Menurut Gubernur BI, Perry Warjiyo dalam konferensi pers Komite Stabilitas Sistem Keuangan (KSSK), Jumat (03/11/2023) mengatakan, penurunan cadangan devisa terjadi karena kebutuhan untuk menahan tekanan global.
Tekanan global yang dimaksud Perry Warjiyo yaitu pertumbuhan ekonomi pada 2023 diprakirakan sebesar 2,9 persen dan melambat menjadi 2,8 persen.
Kemudian, lanjut dia, pada 2024 dengan kecenderungan risiko yang lebih rendah. Ekonomi Amerika Serikat (AS) pada 2023 masih tumbuh kuat, terutama ditopang oleh konsumsi rumah tangga dan sektor jasa yang berorientasi domestik.
Sedangkan ekonomi Tiongkok melambat, lantaran dipengaruhi oleh pelemahan konsumsi dan penurunan pada kinerja sektor properti.
“Dulu naik sampai US$ 139 miliar cadev saat inflow besar dan ekspor kita besar seperti itu, nah kita gunakan saat tentu saja ada tekanan-tekanan global seperti ini ya wajar itu adalah penurunan,” terang Perry Warjiyo dikutip dari cnbc.
Meningkatnya ketegangan geopolitik, kata Perry Warjiyo, akan mendorong harga energi dan pangan meningkat, sehingga mengakibatkan tetap angka inflasi global tetap tinggi.
Untuk mengendalikan inflasi, katanya, suku bunga kebijakan moneter di negara maju termasuk Federal Funds Rate (FFR), diprakirakan akan tetap bertahan tinggi dalam jangka waktu yang lebih lama (higher for longer).
Sementara kenaikan suku bunga global diperkirakan akan diikuti pada tenor jangka panjang, dengan kenaikan yield obligasi Pemerintah negara maju, khususnya AS (US Treasury), akibat peningkatan kebutuhan pembiayaan utang Pemerintah, dan kenaikan premi risiko jangka panjang (term-premia).
Berbagai perkembangan tersebut mendorong pembalikan arus modal dari negara Emerging Market Economies (EMEs) ke negara maju, dan ke aset yang lebih likuid, lalu mengakibatkan dolar AS menguat secara tajam terhadap berbagai mata uang dunia.
Rupiah sempat melemah tajam. Dolar AS bahkan nyaris menembus level Rp16.000. Meskipun dibandingkan dengan banyak negara lain, pelemahan rupiah tergolong masih cukup rendah
Perry Warjiyo juga menegaskan, pihaknya tetap berupaya untuk mendorong peningkatan cadangan devisa dengan implementasi kebijakan devisa hasil ekspor (DHE).
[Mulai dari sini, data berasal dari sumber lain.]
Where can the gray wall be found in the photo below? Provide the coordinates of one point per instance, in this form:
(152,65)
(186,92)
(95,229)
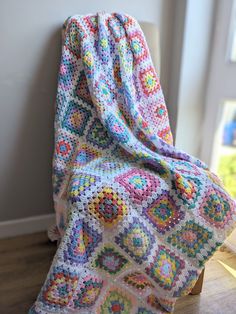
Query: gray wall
(30,53)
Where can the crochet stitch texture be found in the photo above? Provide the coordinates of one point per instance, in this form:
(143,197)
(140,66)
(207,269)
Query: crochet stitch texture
(138,217)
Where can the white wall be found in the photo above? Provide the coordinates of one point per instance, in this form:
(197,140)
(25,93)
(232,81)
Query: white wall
(30,53)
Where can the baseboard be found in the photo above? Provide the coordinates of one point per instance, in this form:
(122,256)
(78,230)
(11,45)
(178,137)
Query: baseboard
(12,228)
(231,246)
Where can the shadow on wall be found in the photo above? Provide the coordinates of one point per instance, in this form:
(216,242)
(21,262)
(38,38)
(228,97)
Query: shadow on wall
(27,190)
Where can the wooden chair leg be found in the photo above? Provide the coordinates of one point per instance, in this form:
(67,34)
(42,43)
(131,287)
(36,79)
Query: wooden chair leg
(197,289)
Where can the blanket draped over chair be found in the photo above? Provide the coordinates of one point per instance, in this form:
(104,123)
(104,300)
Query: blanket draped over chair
(138,218)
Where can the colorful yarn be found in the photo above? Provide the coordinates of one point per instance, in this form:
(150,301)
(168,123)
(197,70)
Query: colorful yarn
(138,218)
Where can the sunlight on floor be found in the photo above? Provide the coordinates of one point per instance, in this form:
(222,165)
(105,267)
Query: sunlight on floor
(228,268)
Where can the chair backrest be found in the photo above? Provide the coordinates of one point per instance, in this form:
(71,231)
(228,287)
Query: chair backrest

“DHE SDA sudah juga membantu peningkatan cadangan devisa karena term deposit valas yang dipasson dari ekspor ke BI US$ 1,9 miliar belum semua karena memang PP 36 2023 itu kemarin kan efektifnya adalah November dan untuk melihat itu jangka waktu 3 bulan mari kita lihat kembali,” ungkap Perry Warjiyo.
Posisi cadangan devisa tersebut setara dengan pembiayaan 6,1 bulan impor atau 6,0 bulan impor, dan pembayaran utang luar negeri pemerintah, serta berada di atas standar kecukupan internasional sekitar 3 bulan impor.
“Ketahanan kita akan kuat termasuk juga cadev kita lebih dari cukup,” tutupnya.